Another example of a business working in a related field brought on by regulatory, as well as other commercial, changes is , a global strategy and marketing consultancy. The business says it is regarded as the “world's leading pricing advisor and thought leader”. (There is no false modesty here, clearly.)

This publication recently spoke to Petra Knüsel. She is the private banking and wealth management partner at the firm. Based in London and Zurich, she leads the UK private banking practice.

One particular force keeping this firm busy is the MiFID 2 regulatory package of the European Union that requires EU-based firms to be more transparent about their fees. In theory, this is designed to make financial advice more impartial and less prone to conflicts of interest. For example, Liechtensteinische Landesbank recently moved to scrap commission and trail fees and adopt a more transparent pricing policy from 1 July. (See that item here.)

In some respects, Knüsel said, the EU regime is broader than the Retail Distribution Review reforms in the UK that kicked in from 2013. (In the case of the RDR, it has been associated with banks such as HSBC and Barclays hiking investment minimums for clients, prompting worries about the “advice gap”.)

So what are firms doing?

“We expect that at least as far as European countries go, MiFID 2 will come in by 2017 by the latest. By then, banks need to have changed their pricing. In the Netherlands, for example, they need to be compliant with this already,” Knüsel said.

“The Netherlands has similar rules to the UK, while the rest of Europe will be moving to a commission-free environment through MiFID 2. Switzerland, although not part of the EU, has a very similar set of rules to MiFID 2 coming in,” she said.

“Mainly, banks really try to keep the current level of services and increase prices on other services…..they try to introduce new structures in pricing. Banks are trying to align price with value more robustly. For example, the introduction or increasing of service fees, raising minimum fees to reflect higher costs-to-serve for lower value clients or the introduction of performance fees to reflect value more effectively,” she continued.

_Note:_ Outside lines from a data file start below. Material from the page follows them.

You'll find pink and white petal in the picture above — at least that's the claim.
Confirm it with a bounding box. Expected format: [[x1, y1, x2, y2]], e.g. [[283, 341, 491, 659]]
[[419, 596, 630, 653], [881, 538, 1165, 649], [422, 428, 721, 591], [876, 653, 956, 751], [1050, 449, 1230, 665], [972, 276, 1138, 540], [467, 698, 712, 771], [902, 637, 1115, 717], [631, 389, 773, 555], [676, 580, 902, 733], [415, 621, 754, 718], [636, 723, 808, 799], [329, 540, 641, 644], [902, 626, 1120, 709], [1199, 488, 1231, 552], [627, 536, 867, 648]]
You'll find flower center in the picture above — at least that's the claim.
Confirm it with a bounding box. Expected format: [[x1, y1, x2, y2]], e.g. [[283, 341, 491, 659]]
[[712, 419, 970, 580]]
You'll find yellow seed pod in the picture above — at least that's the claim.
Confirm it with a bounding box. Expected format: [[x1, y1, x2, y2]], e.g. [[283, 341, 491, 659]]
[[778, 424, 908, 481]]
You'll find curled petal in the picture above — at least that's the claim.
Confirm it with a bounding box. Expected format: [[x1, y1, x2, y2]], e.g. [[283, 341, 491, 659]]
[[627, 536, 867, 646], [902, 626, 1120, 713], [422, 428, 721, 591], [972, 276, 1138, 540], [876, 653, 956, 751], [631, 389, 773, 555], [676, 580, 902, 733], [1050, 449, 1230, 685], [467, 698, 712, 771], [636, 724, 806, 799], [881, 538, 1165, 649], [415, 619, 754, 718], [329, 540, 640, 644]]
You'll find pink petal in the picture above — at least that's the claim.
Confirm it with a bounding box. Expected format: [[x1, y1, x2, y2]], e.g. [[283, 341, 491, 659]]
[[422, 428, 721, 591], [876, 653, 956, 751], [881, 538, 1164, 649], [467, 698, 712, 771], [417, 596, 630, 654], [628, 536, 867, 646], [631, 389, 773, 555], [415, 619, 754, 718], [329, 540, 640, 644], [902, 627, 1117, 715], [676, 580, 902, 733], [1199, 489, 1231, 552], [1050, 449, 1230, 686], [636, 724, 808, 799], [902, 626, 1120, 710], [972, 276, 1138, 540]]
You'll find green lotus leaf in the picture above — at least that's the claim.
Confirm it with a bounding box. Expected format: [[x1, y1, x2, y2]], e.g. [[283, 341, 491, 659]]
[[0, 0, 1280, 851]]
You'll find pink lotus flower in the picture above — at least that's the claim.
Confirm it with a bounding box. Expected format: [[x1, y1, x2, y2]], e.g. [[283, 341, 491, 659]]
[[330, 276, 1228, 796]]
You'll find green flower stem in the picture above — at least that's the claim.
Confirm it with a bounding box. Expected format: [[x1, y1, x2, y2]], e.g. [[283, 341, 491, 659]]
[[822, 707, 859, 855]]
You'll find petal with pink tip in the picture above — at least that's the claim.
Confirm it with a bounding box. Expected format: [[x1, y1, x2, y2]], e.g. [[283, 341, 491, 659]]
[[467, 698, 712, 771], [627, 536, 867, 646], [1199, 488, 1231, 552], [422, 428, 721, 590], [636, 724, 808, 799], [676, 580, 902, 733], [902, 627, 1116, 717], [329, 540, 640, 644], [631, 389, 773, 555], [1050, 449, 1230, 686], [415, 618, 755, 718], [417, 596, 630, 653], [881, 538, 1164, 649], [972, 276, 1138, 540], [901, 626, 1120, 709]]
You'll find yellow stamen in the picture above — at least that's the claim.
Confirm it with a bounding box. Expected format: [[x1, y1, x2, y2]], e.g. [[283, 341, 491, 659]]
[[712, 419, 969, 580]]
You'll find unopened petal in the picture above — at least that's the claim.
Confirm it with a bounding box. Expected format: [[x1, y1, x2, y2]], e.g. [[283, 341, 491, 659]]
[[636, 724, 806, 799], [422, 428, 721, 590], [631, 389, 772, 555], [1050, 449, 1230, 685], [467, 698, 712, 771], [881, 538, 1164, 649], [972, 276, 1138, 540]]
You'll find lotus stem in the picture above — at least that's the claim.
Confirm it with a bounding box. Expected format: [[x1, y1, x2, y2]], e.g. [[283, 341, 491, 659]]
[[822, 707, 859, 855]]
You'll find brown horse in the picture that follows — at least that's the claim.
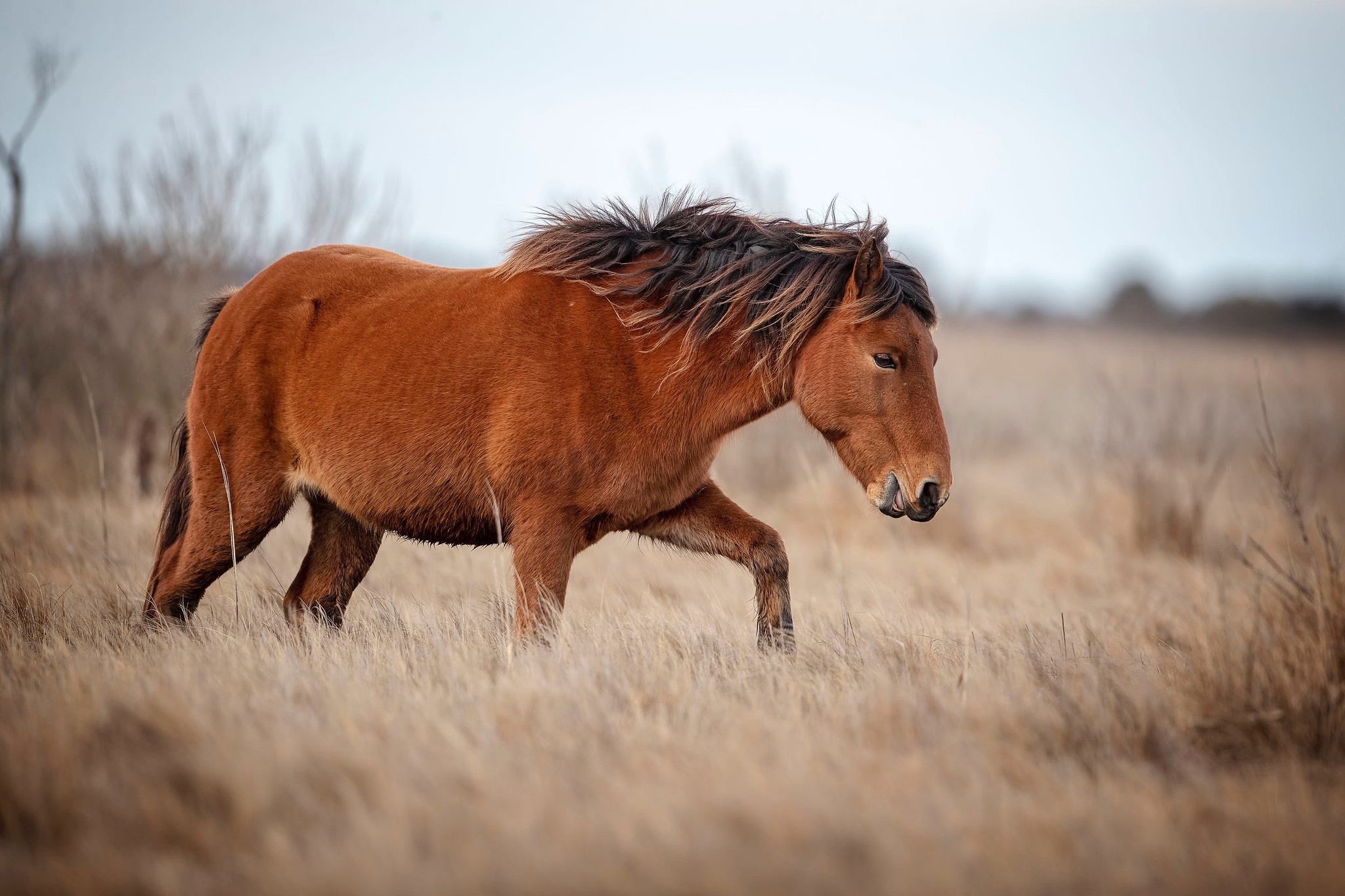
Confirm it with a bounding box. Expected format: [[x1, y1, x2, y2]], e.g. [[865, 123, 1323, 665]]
[[145, 194, 952, 645]]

MiFID 2 is designed to close perceived gaps in investor protection under an earlier version of these regulations. For example, firms must say whether investment advice is provided independently or not; they mustn’t accept inducements from third parties regarding providing investment advice. They must also carry out suitability and appropriateness assessments in more cases and comply with stronger investor protection rules for professional clients and eligible counterparties.

The MiFID 2 regime has prompted a number of studies about client segmentation and business models. For example, a 92-page study was published last year from Roland Berger Strategy Consultants, a global firm. Among its conclusions was that “in our experience, profitability does not depend on total FuM (funds under management) but rather on the client focus, asset mix and certain regional factors. Global integrated banks can enjoy economies of scale if they manage their complexity costs optimally, but they do not automatically enjoy cost advantages over local private banks”. A number of other consultants – many of whom have given their thoughts to this publication in recent weeks – see MiFID and other regulations influencing client segmentation policy with varying levels of severity.

Fees

In the face of all this, Knüsel said, banks have introduced fixed service fees and asset-based fees: “Many major banks have done this, especially in Switzerland.” However, she declined to name which ones in particular, for client confidentiality reasons.   

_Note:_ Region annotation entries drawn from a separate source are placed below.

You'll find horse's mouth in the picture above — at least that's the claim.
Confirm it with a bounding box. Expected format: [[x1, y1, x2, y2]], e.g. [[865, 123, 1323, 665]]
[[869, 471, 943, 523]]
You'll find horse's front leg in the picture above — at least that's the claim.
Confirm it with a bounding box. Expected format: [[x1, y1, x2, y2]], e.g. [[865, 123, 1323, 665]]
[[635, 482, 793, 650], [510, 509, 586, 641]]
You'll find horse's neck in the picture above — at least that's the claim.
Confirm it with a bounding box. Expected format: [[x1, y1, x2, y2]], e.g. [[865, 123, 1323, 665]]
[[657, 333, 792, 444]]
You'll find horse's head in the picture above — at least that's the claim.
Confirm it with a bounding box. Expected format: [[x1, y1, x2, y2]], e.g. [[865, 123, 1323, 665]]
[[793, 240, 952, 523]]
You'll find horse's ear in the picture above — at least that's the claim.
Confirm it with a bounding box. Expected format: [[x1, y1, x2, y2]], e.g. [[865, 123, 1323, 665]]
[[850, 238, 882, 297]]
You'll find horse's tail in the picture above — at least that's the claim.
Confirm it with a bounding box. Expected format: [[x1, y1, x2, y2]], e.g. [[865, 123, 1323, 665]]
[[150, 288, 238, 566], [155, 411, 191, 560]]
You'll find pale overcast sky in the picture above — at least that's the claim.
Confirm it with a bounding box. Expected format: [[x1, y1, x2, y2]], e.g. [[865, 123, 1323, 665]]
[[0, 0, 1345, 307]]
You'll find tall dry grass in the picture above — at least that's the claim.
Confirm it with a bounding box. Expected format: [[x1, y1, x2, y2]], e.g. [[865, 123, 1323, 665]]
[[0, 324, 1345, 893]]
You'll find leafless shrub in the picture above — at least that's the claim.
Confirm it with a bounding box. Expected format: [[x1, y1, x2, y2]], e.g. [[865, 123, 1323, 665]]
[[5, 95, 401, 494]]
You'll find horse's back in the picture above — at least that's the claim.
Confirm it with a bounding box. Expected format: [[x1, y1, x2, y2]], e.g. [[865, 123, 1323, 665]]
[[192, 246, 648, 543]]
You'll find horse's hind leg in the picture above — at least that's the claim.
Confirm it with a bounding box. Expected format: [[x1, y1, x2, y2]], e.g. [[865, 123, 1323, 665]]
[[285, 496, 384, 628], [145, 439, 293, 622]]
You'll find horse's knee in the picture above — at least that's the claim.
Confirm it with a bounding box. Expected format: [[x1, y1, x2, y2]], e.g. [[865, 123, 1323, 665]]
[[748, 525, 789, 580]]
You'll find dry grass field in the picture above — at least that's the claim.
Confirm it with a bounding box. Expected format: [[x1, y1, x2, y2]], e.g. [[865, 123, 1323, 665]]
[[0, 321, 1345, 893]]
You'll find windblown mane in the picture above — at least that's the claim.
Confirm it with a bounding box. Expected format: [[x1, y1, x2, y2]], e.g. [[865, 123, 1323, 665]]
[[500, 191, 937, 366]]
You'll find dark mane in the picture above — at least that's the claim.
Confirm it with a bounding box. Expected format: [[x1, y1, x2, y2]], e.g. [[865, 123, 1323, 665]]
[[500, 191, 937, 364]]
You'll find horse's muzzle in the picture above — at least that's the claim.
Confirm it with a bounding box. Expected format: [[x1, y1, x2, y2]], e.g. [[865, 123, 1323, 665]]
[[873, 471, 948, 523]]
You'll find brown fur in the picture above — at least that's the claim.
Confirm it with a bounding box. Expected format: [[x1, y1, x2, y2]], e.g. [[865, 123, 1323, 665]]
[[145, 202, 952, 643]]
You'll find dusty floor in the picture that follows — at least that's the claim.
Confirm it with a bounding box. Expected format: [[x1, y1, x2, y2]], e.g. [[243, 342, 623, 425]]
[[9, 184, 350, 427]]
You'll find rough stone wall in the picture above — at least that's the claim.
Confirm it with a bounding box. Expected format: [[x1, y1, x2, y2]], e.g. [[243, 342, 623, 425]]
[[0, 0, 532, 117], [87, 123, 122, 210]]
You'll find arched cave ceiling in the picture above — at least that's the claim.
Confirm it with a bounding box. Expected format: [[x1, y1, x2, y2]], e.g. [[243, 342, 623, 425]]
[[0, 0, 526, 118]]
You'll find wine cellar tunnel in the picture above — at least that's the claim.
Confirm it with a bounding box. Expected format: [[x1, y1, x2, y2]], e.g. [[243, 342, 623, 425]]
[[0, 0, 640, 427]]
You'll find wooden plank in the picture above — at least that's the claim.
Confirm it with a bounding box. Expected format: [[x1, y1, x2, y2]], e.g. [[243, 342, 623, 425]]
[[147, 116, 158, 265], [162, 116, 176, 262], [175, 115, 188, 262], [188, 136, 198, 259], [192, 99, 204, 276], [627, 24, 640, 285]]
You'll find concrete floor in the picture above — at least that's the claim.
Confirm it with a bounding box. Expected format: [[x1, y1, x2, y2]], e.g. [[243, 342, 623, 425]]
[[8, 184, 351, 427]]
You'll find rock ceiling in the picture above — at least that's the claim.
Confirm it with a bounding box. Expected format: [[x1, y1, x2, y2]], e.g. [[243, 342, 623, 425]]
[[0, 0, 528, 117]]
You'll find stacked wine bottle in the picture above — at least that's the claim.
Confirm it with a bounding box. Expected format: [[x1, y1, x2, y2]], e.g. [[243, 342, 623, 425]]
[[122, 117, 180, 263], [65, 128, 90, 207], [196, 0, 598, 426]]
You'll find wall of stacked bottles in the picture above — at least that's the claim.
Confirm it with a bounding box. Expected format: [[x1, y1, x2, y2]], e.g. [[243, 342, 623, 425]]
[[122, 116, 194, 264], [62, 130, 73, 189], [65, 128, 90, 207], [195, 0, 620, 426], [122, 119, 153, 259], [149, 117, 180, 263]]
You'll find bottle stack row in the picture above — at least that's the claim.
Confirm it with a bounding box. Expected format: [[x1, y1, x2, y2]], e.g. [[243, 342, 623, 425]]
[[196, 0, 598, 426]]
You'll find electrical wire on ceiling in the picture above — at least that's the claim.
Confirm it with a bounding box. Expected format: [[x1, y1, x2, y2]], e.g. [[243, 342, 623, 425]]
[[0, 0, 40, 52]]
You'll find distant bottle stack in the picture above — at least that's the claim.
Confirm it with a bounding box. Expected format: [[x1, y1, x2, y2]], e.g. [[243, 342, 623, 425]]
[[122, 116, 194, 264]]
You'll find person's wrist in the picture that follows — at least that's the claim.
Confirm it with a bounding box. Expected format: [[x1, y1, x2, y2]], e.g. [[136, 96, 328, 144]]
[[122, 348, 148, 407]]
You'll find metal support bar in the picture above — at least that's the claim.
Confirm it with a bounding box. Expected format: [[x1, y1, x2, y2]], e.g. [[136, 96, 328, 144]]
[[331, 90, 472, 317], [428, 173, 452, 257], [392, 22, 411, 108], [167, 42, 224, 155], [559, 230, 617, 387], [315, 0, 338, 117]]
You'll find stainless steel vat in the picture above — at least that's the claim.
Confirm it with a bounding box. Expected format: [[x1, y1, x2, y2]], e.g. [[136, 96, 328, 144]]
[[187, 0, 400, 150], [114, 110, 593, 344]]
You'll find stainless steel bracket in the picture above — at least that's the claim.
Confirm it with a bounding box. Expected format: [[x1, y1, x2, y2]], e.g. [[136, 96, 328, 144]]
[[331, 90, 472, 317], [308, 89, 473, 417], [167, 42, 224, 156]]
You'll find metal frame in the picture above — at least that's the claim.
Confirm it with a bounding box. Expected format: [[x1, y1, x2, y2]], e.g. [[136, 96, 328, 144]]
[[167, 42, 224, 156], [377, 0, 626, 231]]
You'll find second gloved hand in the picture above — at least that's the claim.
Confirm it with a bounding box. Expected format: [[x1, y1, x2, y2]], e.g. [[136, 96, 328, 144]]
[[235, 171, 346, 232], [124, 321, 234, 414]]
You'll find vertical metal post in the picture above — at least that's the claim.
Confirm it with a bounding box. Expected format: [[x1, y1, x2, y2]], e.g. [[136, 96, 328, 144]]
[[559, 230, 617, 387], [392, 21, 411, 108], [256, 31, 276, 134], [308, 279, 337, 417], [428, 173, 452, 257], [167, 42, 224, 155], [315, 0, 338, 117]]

What other trends is her firm seeing? Well, she said, there is more thematic segmentation of clients going on (this is not necessarily always driven by regulation but by other considerations).

“Yes…it is a clear trend that they developed a three-tiered product structure based on perception of features by different client segments,” she said.

“In future, we expect banks to become smarter in their segmentation approach, for example using segmentation to mitigate against discount leakage by providing better guidance to relationship managers,” she added.